Serving the High Plains

One step closer

Local business receives supplies to start assembly.

Making a dream come true often requires drudgery.

On Monday, Logan residents Glenn Lubera, his son, Jared, and friend Justin Osborne spent the morning offloading hundreds of boxes from a 40-foot container propped up on the loading dock of Tucumcari's old broom factory on the northeast side of town.

The boxes held enough handles and heads for brooms and shovels to produce the first 2,700 units of Lubera's inventions, the 3D Shovel and 3D Broom.

Lubera wants to get them assembled and distributed as soon as possible, he said.

Spring and summer are when hardware and home stores order their winter weather goods for the next onslaught of snow, ice and the wet messes they leave when they melt.

Lubera's inventions are designed to make winter chores a little easier. The 3D shovel and broom each contain a device that changes the angle of the head to the handle from perpendicular to about 45 degrees.

To change the angle, the user pulls and turns a convenient lever on the tools' bright green handles.

Lubera said he worked with designers at the Chinese firm that assembled the parts Lubera's crew offloaded from the container on Monday.

"That meant I was up 'til past midnight many nights working with them," he said. "You have to remember they're 14 hours ahead of us."

He would not name the firm, because that would reveal a trade secret, he said. He is currently in the process of getting a patent for his product.

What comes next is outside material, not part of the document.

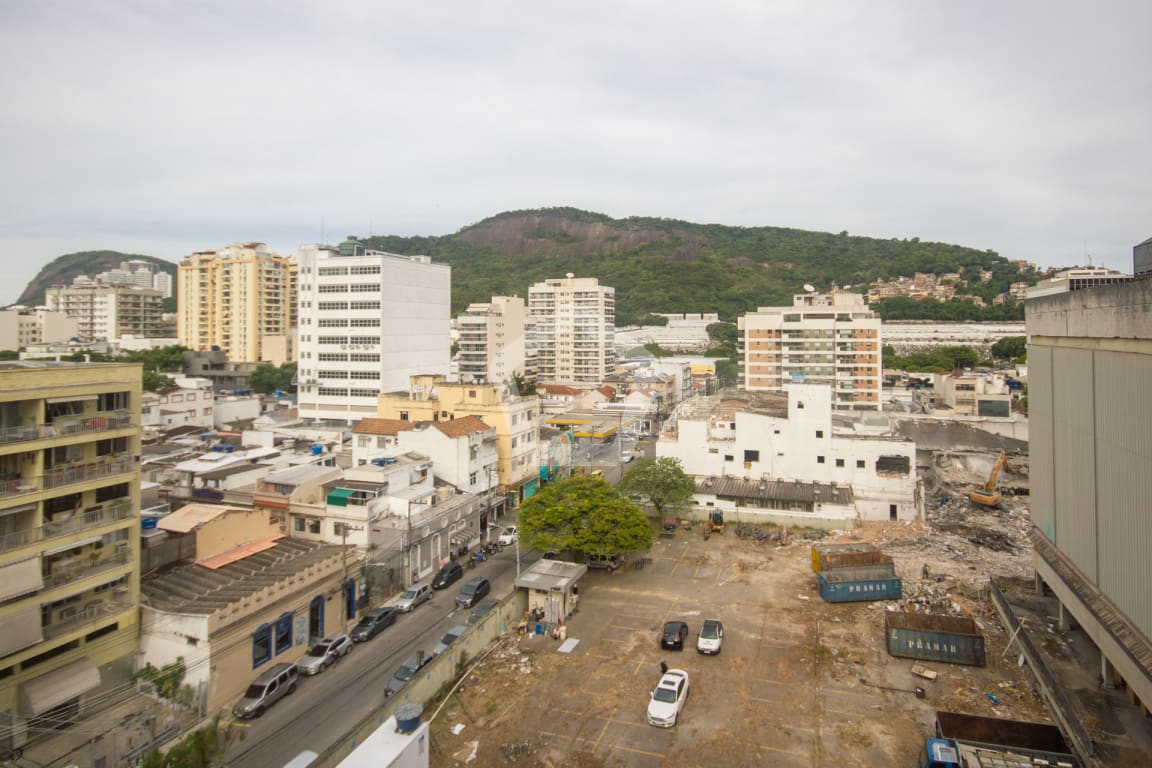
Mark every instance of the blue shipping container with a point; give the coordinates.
(861, 584)
(952, 639)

Lubera said he has worked on the 3D tools project while holding down a full-time job as an automation specialist for Oxy, the company that mines carbon dioxide from wells in northeast Quay County and Union County.

The ability to change angles means both tools can move snow and water out of the way, Lubera said, while eliminating the need to lift and toss shovelfuls of snow, or sweep two directions to move water and debris from a path with a broom.

The 3D Broom, Lubera said, pointing to a broom head, also includes a squeegee.

Actual production, Lubera said, is likely to begin next week. In the meantime, he said, he must deal with paper work.

Lubera's operation is financed in part by an $80,000 Local Economic Development Act (LEDA) grant.

Lubera said he plans to create two full-time jobs soon. Terms of the LEDA grant require him to create two full-time jobs filled by local residents within a year and file annual reports to the Greater Tucumcari Economic Development Corporation.

Lubera said he intends to introduce the 3D shovel and broom to hardware outlets in the eastern New Mexico region over the next several weeks.

The 3D Shovel, he said, will retail for about $40, and the 3D Broom will sell for about $25.